Près de dix plaintes ont été enregistrées par la gendarmerie pour des faits de "viol" et "agression sexuelle". 

Il n'est pas connu de la Justice et nie farouchement les faits. Un homme, âgé de 67 ans, demandait ce mercredi son contrôle judiciaire devant la cour d'appel de Nîmes. Le retraité est mis en examen et placé en détention provisoire depuis décembre 2025 pour "viol" et "agression sexuelle". 

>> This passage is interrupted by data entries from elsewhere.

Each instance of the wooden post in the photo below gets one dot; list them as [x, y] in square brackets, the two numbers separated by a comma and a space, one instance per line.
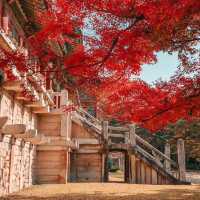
[181, 159]
[64, 98]
[168, 154]
[105, 130]
[132, 135]
[106, 136]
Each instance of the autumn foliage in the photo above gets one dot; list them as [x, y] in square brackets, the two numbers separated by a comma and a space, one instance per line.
[117, 38]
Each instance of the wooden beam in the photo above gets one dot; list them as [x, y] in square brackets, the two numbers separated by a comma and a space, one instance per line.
[13, 86]
[3, 121]
[132, 135]
[41, 110]
[87, 141]
[13, 129]
[105, 130]
[120, 129]
[88, 151]
[51, 148]
[181, 159]
[167, 164]
[28, 134]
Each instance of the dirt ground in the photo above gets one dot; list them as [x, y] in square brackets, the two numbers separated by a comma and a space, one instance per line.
[109, 191]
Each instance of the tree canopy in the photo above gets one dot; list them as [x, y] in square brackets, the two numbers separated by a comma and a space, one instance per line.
[116, 39]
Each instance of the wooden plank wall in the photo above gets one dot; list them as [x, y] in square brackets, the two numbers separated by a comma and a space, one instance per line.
[51, 167]
[143, 173]
[16, 156]
[86, 168]
[49, 125]
[87, 162]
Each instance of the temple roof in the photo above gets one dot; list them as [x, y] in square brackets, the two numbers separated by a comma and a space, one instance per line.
[25, 11]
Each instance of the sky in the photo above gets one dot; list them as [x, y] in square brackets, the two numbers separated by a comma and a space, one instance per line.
[164, 68]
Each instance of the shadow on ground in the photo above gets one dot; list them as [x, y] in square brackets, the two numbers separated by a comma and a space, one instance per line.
[164, 194]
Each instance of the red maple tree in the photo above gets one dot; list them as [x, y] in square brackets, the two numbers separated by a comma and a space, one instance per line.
[118, 37]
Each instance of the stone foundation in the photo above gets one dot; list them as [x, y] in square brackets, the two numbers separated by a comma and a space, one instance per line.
[16, 164]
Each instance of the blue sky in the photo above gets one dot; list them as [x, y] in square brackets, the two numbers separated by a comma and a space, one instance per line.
[164, 68]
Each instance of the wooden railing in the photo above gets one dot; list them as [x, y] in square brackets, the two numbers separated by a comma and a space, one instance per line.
[127, 135]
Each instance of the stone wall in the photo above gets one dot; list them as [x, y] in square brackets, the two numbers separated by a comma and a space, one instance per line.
[17, 157]
[16, 164]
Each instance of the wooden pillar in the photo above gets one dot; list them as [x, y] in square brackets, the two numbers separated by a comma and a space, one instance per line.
[132, 135]
[168, 154]
[181, 159]
[105, 156]
[64, 98]
[1, 12]
[106, 169]
[105, 130]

Le dossier pénal débute avec la plainte début décembre dernier d'un patiente de ce magnétiseur qui se présente plutôt comme "guérisseur". Une dame dénonce dans une caserne de gendarmerie du Vaucluse un viol de la part de son soignant. Rapidement l'affaire prend de l'ampleur et une autre patiente relate des actes surprenants de la part de cet "artiste depuis 47 ans : il soigne en petite tenue, en caleçon précisément. "J'esssaie d'apporter du bonheur aux gens", confie-t-il entre deux sanglots à la chambre de l'instruction de Nîmes où il réclame son contrôle judiciaire après 8 mois d'incarcération. "62 clients ont été retrouvés et entendus et 14 femmes et deux hommes disent qu'il y a eu des manipulations à caractère sexuel et hors contexte mais sans déposer plainte", résume le président, Christophe Teissier. Sept autres femmes ont déposé des plaintes pour des abus à caractère sexuel, des attouchements. 

Le mis en cause nie toutes les infractions et précise que ses gestes sont liés à des soins. " Ce n'était pas mon métier, j'ai hérité d'un don de guérisseur de ma grand mère et j'essaie d'apporter de l'attention, des soins aux autres", ajoute-t-il du box. "Je me retrouve dans le tourbillon des affaires nationales médiatiques de viols et je ne parviens pas à faire entendre ma voix ", complète le sexagénaire. 

"L'expertise psy dit que monsieur n'est pas dangereux", plaide son conseil pour essayer de convaincre la cour d'appel. "L'ensemble des patients a été entendu", poursuit-il et "il n'a pas de casier judiciaire". 

L'avocat général Aurélie Reymond refuse d'entendre parler d'une libération à cause notamment "d'un risque imporant de renouvellement de l'infraction". 

La cour d'appel de Nîmes a entendu ce jeudi 23 juillet les réquisitions et prolonge le mis en cause en détention provisoire.